My favorite time of day is at the approach of full dark, when the trout begin to "smut," as the English call it, which means they slurp along just under the surface taking spent insects, or emerging ones (hard to tell which), and betray their presence by leaving a series of rings on the surface. Often these are big, tantalizing splashes.
I cast to them from the end of my dock, trying to place the (current favorite) #14 Prince nymph just ahead of the rise, then retrieve it with a smooth, fast action. Often, no resulting strike. But then, every so often, the trout nails it. More often, though, I feel a faint pluck, miss the fish when I strike back, and know in my heart that that particular fish will strike no more tonight.

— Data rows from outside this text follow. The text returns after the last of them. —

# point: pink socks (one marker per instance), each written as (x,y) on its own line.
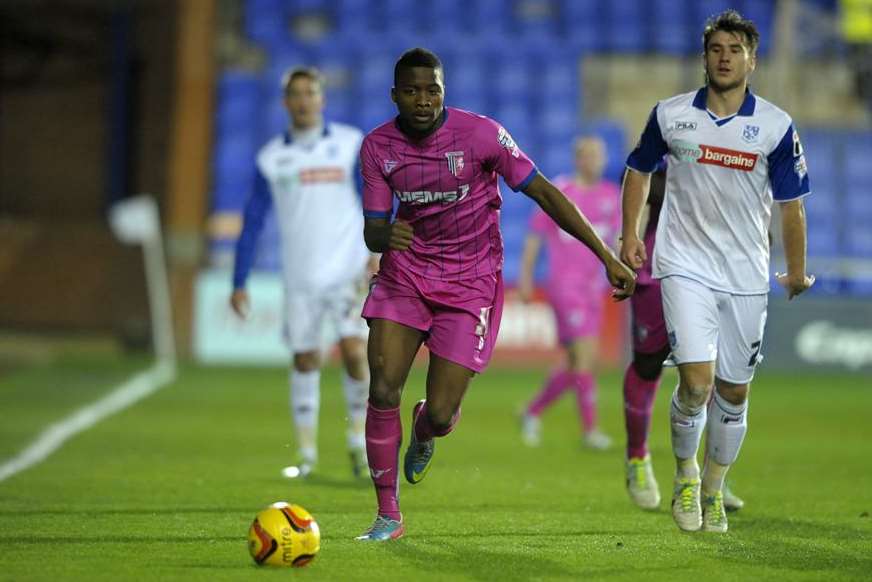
(384,433)
(638,404)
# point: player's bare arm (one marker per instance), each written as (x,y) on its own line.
(532,245)
(633,197)
(569,218)
(794,238)
(381,235)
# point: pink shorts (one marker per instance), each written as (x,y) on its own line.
(461,318)
(579,315)
(649,326)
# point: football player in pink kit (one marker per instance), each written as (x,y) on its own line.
(440,280)
(650,350)
(574,289)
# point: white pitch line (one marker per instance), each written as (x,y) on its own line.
(136,388)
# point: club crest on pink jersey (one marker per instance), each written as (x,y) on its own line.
(507,142)
(455,163)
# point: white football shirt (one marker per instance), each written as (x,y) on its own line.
(723,174)
(312,187)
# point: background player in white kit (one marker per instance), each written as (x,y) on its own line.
(309,174)
(730,154)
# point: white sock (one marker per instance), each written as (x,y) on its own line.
(713,476)
(305,404)
(688,424)
(726,430)
(356,395)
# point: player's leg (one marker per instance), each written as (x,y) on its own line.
(641,380)
(437,415)
(558,382)
(355,380)
(398,319)
(640,386)
(582,354)
(302,332)
(355,386)
(691,313)
(461,343)
(531,423)
(743,320)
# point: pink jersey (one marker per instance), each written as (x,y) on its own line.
(573,267)
(447,188)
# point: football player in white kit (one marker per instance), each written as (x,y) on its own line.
(730,154)
(308,175)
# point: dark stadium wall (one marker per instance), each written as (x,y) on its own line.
(60,267)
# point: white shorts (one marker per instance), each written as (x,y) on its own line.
(704,325)
(314,320)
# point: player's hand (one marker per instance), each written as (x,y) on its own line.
(622,278)
(633,252)
(401,235)
(795,284)
(240,303)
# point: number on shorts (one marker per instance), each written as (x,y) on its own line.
(756,353)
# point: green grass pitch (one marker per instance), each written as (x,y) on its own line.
(166,490)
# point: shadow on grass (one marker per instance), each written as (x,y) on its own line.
(132,511)
(795,544)
(112,539)
(321,480)
(462,559)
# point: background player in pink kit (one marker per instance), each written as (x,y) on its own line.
(574,289)
(440,279)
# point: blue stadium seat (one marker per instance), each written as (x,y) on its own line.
(858,241)
(445,18)
(515,117)
(557,159)
(702,10)
(396,16)
(513,81)
(488,16)
(614,135)
(275,119)
(558,123)
(537,18)
(265,21)
(822,203)
(373,112)
(268,256)
(858,153)
(239,101)
(762,12)
(353,17)
(823,239)
(560,76)
(626,27)
(671,32)
(856,205)
(375,75)
(821,156)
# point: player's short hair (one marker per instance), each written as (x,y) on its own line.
(417,57)
(731,21)
(311,73)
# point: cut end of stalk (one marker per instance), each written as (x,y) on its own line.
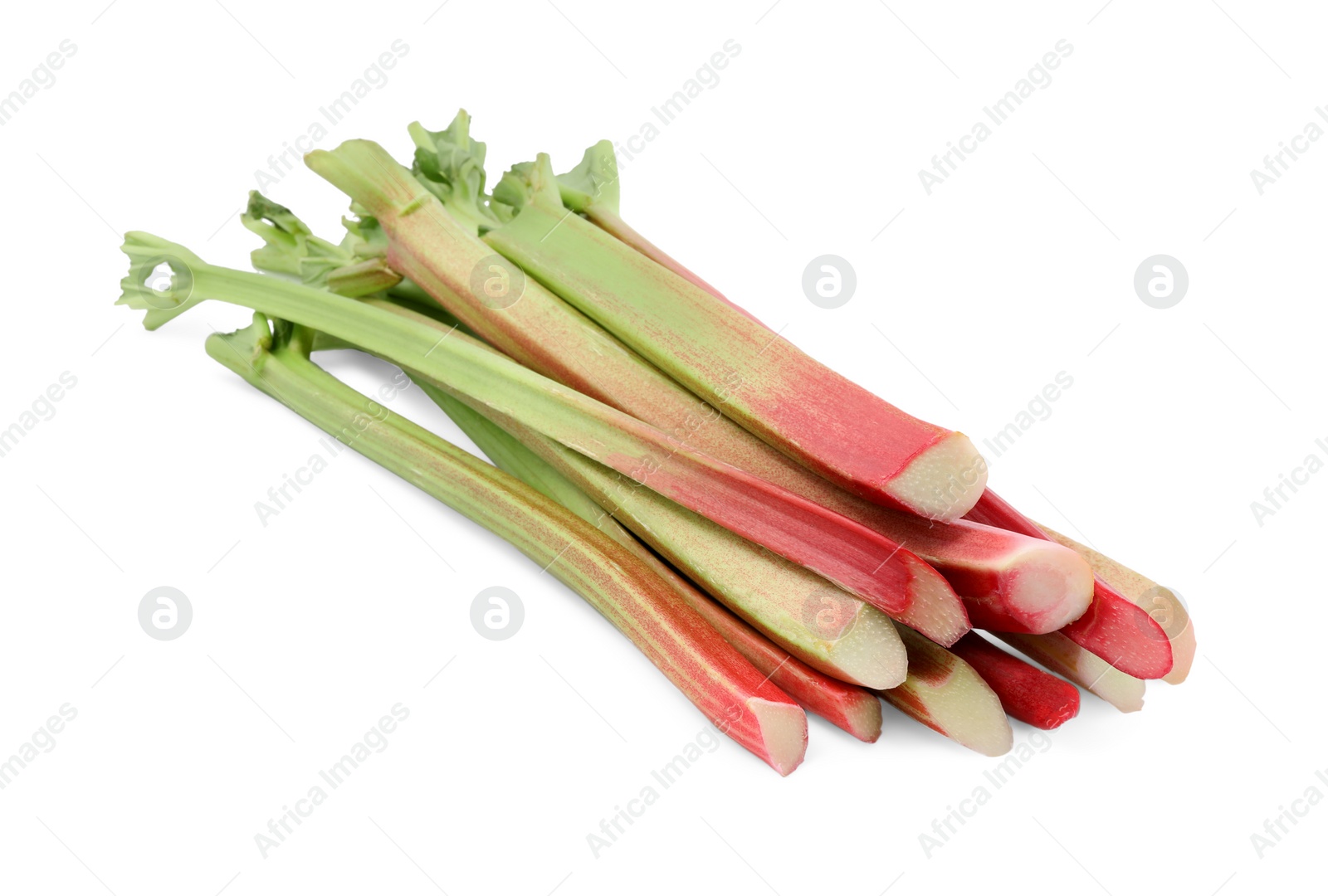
(784,733)
(943,481)
(863,720)
(935,610)
(1088,670)
(1052,587)
(593,183)
(159,279)
(969,707)
(870,654)
(949,696)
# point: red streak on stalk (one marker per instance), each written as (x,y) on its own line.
(1113,627)
(838,548)
(1026,692)
(626,232)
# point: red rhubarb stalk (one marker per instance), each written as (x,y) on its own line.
(1026,692)
(681,643)
(847,554)
(949,696)
(809,411)
(849,707)
(1088,670)
(438,251)
(1113,627)
(828,628)
(1159,601)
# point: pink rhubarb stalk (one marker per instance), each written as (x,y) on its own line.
(809,411)
(849,707)
(1088,670)
(1026,692)
(1113,627)
(847,554)
(723,684)
(1159,601)
(949,696)
(440,252)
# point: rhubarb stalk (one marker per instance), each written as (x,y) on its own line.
(1084,668)
(849,707)
(949,696)
(1026,692)
(627,592)
(845,553)
(1113,627)
(1162,604)
(803,408)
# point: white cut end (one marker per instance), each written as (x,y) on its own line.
(784,732)
(934,608)
(872,654)
(971,714)
(943,482)
(1088,670)
(1182,654)
(1049,584)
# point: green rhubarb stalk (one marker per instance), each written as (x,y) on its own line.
(949,696)
(840,550)
(627,592)
(1020,582)
(1080,665)
(593,189)
(823,626)
(809,411)
(849,707)
(440,254)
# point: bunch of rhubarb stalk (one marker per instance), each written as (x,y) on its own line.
(770,535)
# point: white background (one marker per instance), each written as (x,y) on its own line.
(351,601)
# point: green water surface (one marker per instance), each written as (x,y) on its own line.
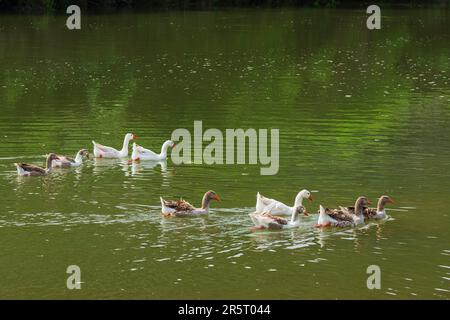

This bit of action takes place just as the Mariners (losers that they are, this year) enter the fourth inning, usually tied or one run behind. I sacrifice an inning or two for the fishing. On a good night I will hook and land three nice, scrappy trout, missing another dozen more. On a slow night, but one fish hooked and landed,perhaps. And there are some nights when I don't land any, and cast into the mounting darkness frantically, while the swallows disappear from their twilight quest, are replaced by nightjars, then by bats.
I think there are times when I cast to what seems to be a trout rise, but it is only a bat nickering the water's surface, catching a midge fly. And—still knowing better—I keep casting, hoping for the redeeming trout on the end of my leader, one which invariably fights furiously, with many a jump, and gets ceremoniously and satisfyingly released back into his nearly natural environment.